La tâche est immense, mais je tiens à assurer aux Mahorais que nous ne lâcherons pas. Je reviendrai dans les quinze prochains jours pour évaluer la situation et superviser les efforts sur le terrain. Les Mahorais attendent des actes concrets, et nous devons leur prouver que l’État est pleinement mobilisé sur le terrain. Reconstruire, prendra du temps, mais je n'ai pas de doutes sur la détermination des Mahorais de reconstruire leur territoire beaucoup mieux.

À propos de la loi d’urgence que vous mentionnez, quand peut-on espérer qu’elle soit promulguée ?

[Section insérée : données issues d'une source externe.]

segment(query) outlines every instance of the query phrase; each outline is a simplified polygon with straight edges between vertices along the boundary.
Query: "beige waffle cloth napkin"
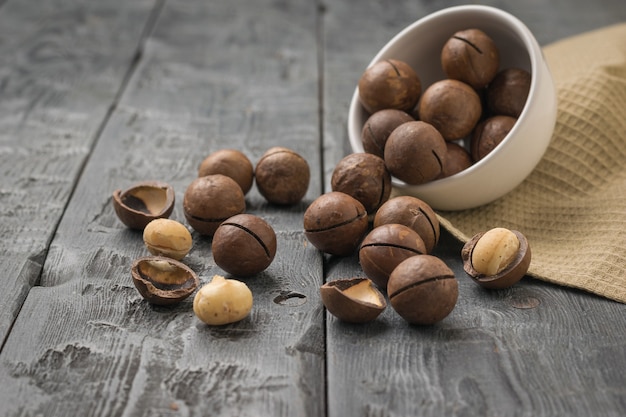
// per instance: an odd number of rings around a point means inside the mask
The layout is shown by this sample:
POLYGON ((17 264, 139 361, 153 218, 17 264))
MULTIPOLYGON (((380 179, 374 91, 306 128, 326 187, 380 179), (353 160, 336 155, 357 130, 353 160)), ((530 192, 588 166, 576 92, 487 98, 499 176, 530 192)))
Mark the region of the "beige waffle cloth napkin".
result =
POLYGON ((546 46, 559 107, 531 175, 488 205, 440 212, 465 242, 507 227, 528 238, 528 275, 626 303, 626 24, 546 46))

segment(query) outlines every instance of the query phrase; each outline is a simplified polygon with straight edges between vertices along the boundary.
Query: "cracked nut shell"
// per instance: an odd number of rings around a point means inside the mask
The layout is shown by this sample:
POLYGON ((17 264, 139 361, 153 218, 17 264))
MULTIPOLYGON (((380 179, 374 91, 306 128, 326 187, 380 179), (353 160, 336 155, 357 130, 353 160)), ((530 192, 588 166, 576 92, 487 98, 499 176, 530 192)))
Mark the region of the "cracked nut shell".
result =
POLYGON ((441 235, 441 226, 434 210, 423 200, 412 196, 398 196, 387 200, 374 217, 374 227, 399 223, 415 230, 431 253, 441 235))
MULTIPOLYGON (((491 229, 494 230, 494 229, 491 229)), ((477 284, 484 288, 490 289, 503 289, 509 288, 521 280, 528 268, 531 261, 531 250, 528 245, 528 240, 521 232, 517 230, 511 230, 517 239, 519 240, 519 248, 517 254, 510 260, 508 265, 501 271, 493 275, 485 275, 478 272, 473 264, 472 257, 474 255, 474 248, 477 242, 487 233, 480 232, 475 234, 470 240, 468 240, 461 249, 461 259, 463 260, 463 269, 467 275, 477 284)), ((492 255, 492 254, 491 254, 492 255)))
POLYGON ((478 93, 452 79, 437 81, 424 91, 419 103, 420 120, 432 124, 449 141, 469 135, 482 115, 478 93))
POLYGON ((411 111, 422 92, 419 76, 409 64, 385 59, 368 67, 359 79, 359 99, 368 113, 382 109, 411 111))
POLYGON ((245 209, 241 187, 222 174, 196 178, 187 187, 183 198, 187 222, 195 231, 207 236, 213 236, 224 220, 243 213, 245 209))
POLYGON ((385 161, 369 153, 353 153, 341 159, 330 184, 333 191, 359 200, 368 213, 375 213, 391 194, 391 174, 385 161))
POLYGON ((243 320, 250 314, 254 298, 241 281, 214 275, 193 299, 193 312, 210 326, 222 326, 243 320))
POLYGON ((238 214, 225 220, 211 243, 213 260, 224 271, 247 277, 264 271, 276 255, 276 233, 262 218, 238 214))
POLYGON ((160 181, 144 181, 126 191, 113 192, 115 214, 127 227, 143 230, 158 218, 168 218, 174 210, 172 186, 160 181))
POLYGON ((443 173, 446 141, 432 125, 407 122, 397 127, 385 144, 385 165, 394 177, 419 185, 443 173))
POLYGON ((363 272, 384 290, 391 272, 405 259, 426 253, 417 232, 402 224, 383 224, 365 236, 359 249, 363 272))
POLYGON ((180 222, 171 219, 152 220, 143 230, 143 242, 148 251, 157 256, 180 261, 193 245, 189 230, 180 222))
POLYGON ((493 151, 509 134, 517 119, 510 116, 492 116, 478 123, 470 141, 470 151, 475 161, 480 161, 493 151))
POLYGON ((524 110, 531 75, 521 68, 500 71, 487 87, 487 108, 493 114, 519 117, 524 110))
POLYGON ((330 314, 349 323, 372 321, 387 307, 384 295, 367 278, 329 281, 321 286, 320 296, 330 314))
POLYGON ((387 295, 393 309, 411 324, 435 324, 456 305, 459 289, 454 272, 432 255, 412 256, 389 276, 387 295))
POLYGON ((448 78, 463 81, 479 90, 496 76, 500 54, 493 39, 482 30, 461 30, 443 46, 441 66, 448 78))
POLYGON ((199 283, 191 268, 164 256, 136 259, 131 266, 131 275, 141 296, 156 305, 176 304, 184 300, 199 283))
POLYGON ((406 122, 414 122, 413 116, 397 109, 383 109, 367 118, 361 131, 363 150, 384 157, 385 144, 391 132, 406 122))
POLYGON ((367 212, 348 194, 331 191, 316 198, 304 212, 304 235, 322 252, 352 254, 367 233, 367 212))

Vous savez, une loi est un processus long et difficile. Il fallait d’abord consulter les élus et intégrer leurs amendements. Je compte beaucoup sur la députée Estelle Youssouffa, rapporteure de ce texte, pour faire remonter les attentes des élus et, à travers eux, celles des Mahorais.

Mon objectif est que ce texte soit finalisé, adopté, et promulgué d’ici fin janvier ou début février au plus tard. Il faut aller vite. Cela nous permettra également de travailler rapidement sur une seconde loi, intitulée Mayotte Debout, qui traitera de questions plus lourdes et indispensables : sécurité, immigration, développement économique et éducation.

Même si je reste attentif aux autres territoires ultramarins, ma priorité est la reconstruction de Mayotte. Tous les territoires ultramarins regardent ce qui est en train de se passer. Le monde nous regarde et moi, je veux que cette reconstruction soit exemplaire.